Some businesses that need a surety bond include mortgage agencies, wine brewing companies, and travel agencies. Before beginning your startup, you should research whether or not your area of interest requires a surety bond.
2. It Upholds the Reputation of Your Company
Like the businesses mentioned above, agencies that provide services to people (for example, healthcare professionals) require surety bonds to operate. This is mainly because they are coming in direct contact with sensitive professions, where problems often occur.
Surety bonds can be seen as a set of rules—and therefore, this ensures that your employees abide by those rules to avoid running into problems. In this way, surety bonds can help uphold the company’s reputation. Your company will be known to provide honest and sincere services to those who require it; your employees are legally obligated to follow the terms. Therefore, it’s less likely to violate any of those.
3. Gives Your Business Credibility
So you build a business from the ground up, and you provide people with the proper services. Of course, customer reviews are an essential aspect of establishing a good image of your company and building a loyal customer base. However, this is not enough to make you appear trustworthy to newer customers. In the worst-case scenario, this could be one of the reasons why startups may fail.
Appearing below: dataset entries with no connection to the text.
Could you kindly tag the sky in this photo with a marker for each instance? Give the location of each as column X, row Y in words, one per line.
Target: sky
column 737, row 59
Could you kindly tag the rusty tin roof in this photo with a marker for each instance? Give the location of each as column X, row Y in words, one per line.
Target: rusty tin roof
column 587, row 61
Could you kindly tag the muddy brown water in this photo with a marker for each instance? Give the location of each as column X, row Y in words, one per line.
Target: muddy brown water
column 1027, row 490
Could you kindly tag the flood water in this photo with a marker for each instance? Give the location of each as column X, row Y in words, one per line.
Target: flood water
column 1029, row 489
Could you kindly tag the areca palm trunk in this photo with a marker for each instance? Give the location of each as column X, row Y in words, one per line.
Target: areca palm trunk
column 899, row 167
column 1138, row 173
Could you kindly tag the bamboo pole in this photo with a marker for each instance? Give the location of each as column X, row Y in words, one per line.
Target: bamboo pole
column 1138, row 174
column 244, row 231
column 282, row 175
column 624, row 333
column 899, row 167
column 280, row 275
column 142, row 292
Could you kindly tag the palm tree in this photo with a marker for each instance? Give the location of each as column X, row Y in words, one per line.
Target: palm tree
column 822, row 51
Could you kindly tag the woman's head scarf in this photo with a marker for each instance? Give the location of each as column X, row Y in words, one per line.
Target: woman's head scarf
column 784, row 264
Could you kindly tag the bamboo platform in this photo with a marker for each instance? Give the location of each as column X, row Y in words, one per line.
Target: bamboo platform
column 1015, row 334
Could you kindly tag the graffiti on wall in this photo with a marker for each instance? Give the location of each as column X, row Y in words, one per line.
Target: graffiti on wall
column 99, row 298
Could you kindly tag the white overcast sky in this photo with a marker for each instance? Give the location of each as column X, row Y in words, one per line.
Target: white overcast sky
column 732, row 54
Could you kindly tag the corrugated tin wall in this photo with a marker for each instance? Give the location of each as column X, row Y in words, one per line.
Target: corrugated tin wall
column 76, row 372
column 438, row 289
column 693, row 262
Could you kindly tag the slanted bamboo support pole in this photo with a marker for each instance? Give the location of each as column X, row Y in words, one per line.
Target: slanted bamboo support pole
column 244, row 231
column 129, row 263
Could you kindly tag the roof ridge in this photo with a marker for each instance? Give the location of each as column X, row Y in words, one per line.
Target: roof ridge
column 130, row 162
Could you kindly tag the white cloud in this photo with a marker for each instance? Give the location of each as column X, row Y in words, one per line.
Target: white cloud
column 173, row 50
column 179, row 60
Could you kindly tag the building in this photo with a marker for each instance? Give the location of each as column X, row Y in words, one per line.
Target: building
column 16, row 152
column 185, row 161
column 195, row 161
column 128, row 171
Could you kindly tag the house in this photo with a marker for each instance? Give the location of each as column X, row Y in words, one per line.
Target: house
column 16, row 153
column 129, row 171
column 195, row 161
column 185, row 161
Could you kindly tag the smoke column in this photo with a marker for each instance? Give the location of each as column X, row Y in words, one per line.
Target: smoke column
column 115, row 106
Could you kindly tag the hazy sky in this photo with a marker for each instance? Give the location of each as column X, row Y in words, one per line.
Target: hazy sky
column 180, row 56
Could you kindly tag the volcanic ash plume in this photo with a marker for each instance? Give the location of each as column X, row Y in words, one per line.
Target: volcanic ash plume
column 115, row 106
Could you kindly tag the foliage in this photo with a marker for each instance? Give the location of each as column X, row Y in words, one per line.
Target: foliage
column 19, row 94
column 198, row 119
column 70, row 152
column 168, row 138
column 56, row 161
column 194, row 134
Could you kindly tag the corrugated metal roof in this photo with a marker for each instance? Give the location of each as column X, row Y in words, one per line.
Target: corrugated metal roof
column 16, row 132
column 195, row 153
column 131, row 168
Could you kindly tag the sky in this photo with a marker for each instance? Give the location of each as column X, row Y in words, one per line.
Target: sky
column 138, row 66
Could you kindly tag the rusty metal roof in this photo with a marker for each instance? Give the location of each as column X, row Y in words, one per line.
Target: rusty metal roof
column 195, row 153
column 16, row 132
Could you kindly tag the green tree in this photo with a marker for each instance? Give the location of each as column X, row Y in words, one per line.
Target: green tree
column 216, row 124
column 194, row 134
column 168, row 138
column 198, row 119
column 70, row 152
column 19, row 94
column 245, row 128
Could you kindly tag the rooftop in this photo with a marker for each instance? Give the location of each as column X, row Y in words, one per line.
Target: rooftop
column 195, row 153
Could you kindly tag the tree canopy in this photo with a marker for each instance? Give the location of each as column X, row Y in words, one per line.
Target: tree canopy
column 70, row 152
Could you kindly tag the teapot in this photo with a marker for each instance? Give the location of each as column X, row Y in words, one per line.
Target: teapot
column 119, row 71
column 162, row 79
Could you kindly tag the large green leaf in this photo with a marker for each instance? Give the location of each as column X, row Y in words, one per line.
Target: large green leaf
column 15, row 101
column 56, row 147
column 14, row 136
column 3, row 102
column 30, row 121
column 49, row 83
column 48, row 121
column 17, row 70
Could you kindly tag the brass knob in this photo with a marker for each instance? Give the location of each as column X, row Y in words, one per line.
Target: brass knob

This is where a surety bond comes in. Believe it or not, this bond can show people that your business is credible. This is perfect for startup companies since they are new and don’t have many reviews to back up the quality of their services. Again, we must refer to the fact that the surety bond is a set of regulations. It serves as a sort of certification. This proves to your customers that you take your work seriously and are committed to providing honest and ethical services to them.
Taking the initiative to start a startup is huge. Many costs and effort go into the process, but the stress doesn’t stop. There’s still a long way to go for new startup owners. It’s crucial to find ways to secure your company.
Surety bonds are one of the most straightforward and effective ways to do that. I hope this article helped you understand whether you need to consider purchasing a surety bond for your startup. Surety bonds are one of the most straightforward and effective ways to do that. Good luck!